Astrid Busch

30. December 2020 to 31. January 2021

The artist Astrid Busch (* 1968) lives and works in Berlin. In January 2021, she took part in the artist-in-residence programme of the Museum Kunst der Westküste. She used her time on the North Sea island of Föhr to explore the destructive power of the sea through artistic means.


Cameras, overhead projector, scanner, transparent foils, rich pictorial material, historical postcards, found materials from the island, Polaroids: Astrid Busch's temporary Alkersum studio, located directly behind Museum Kunst der Westküste, already indicated an exciting working process. Simultaneously frightened and fascinated by reports of tsunamis and monster waves, the artist researched the internet for photographs of these phenomena.

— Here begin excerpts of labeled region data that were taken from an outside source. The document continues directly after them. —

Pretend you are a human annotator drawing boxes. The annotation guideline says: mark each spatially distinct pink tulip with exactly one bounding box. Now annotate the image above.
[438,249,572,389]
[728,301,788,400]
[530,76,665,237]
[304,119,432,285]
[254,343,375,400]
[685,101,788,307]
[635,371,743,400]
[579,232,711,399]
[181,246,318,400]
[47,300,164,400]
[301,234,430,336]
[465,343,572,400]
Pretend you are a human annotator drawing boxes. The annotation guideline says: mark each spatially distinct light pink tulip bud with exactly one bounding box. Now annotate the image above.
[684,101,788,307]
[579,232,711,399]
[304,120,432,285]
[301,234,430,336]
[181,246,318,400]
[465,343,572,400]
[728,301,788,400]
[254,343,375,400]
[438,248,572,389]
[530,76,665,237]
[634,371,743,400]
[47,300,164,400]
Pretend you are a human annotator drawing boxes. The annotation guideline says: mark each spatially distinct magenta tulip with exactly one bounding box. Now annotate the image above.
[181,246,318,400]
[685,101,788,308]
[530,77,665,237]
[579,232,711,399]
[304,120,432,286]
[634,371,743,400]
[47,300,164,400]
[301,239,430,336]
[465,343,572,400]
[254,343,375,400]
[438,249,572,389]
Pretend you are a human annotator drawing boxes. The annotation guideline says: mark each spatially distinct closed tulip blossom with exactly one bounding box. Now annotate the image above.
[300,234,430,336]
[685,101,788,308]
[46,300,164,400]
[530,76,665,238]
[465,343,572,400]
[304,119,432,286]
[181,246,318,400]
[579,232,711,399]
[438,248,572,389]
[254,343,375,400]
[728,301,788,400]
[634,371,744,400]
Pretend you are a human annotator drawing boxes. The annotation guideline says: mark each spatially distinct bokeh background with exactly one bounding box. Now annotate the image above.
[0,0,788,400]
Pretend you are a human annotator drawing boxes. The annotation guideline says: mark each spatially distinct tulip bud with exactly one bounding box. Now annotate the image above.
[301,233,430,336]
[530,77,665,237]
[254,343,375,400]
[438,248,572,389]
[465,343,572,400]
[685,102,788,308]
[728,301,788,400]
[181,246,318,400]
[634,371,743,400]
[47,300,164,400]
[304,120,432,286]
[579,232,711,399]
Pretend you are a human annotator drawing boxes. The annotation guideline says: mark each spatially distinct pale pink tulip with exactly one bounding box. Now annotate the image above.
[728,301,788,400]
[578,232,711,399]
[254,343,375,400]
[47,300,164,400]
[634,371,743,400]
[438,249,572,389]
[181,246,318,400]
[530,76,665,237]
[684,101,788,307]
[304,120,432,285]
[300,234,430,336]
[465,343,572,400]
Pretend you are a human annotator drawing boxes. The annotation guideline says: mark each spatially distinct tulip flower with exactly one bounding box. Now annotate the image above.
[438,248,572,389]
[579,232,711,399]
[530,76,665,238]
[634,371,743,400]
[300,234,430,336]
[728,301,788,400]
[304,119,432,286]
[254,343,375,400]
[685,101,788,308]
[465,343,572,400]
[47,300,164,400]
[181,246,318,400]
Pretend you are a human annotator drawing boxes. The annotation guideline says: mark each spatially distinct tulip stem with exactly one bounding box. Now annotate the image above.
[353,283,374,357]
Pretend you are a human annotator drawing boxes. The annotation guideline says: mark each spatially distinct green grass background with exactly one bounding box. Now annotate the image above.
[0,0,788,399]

She scanned, projected and photographed the material she found in a variety of ways, often in complex overlays with other images. In a further step, Astrid Busch illuminated the photographs of these stratifications with light sources, such as her mobile phone torch, in order to deliberately destroy them. In her works created on Föhr, light thus acts as a compositional element with which she simultaneously paints, irritates, alienates - and devastates.


The idea to experiment with light and mood came to the artist back in October 2019, when she visited the MKdW to plan her spatial installation "sur mer" (2018), which was presented in 2020 in the exhibition SEE STÜCKE. Facts and Fiction presented. During this stay, Astrid Busch discovered the painting "Northern Lights" by the Norwegian landscape painter Peder Balke (1804-1887) in the anniversary exhibition 10 Years MKdW to the museum's collection. The painting remained in her memory because of its abstract formal language and dramatic lighting and gave her important impulses for her creative work on Föhr. In addition, the direct proximity to nature and "the awareness of being completely surrounded by the sea" influenced her.  These experiences, which she enjoyed on bicycle rides across the island, prompted Astrid Busch to leave out the urban element that is characteristic of her work and to concentrate entirely on the themes of sea and light.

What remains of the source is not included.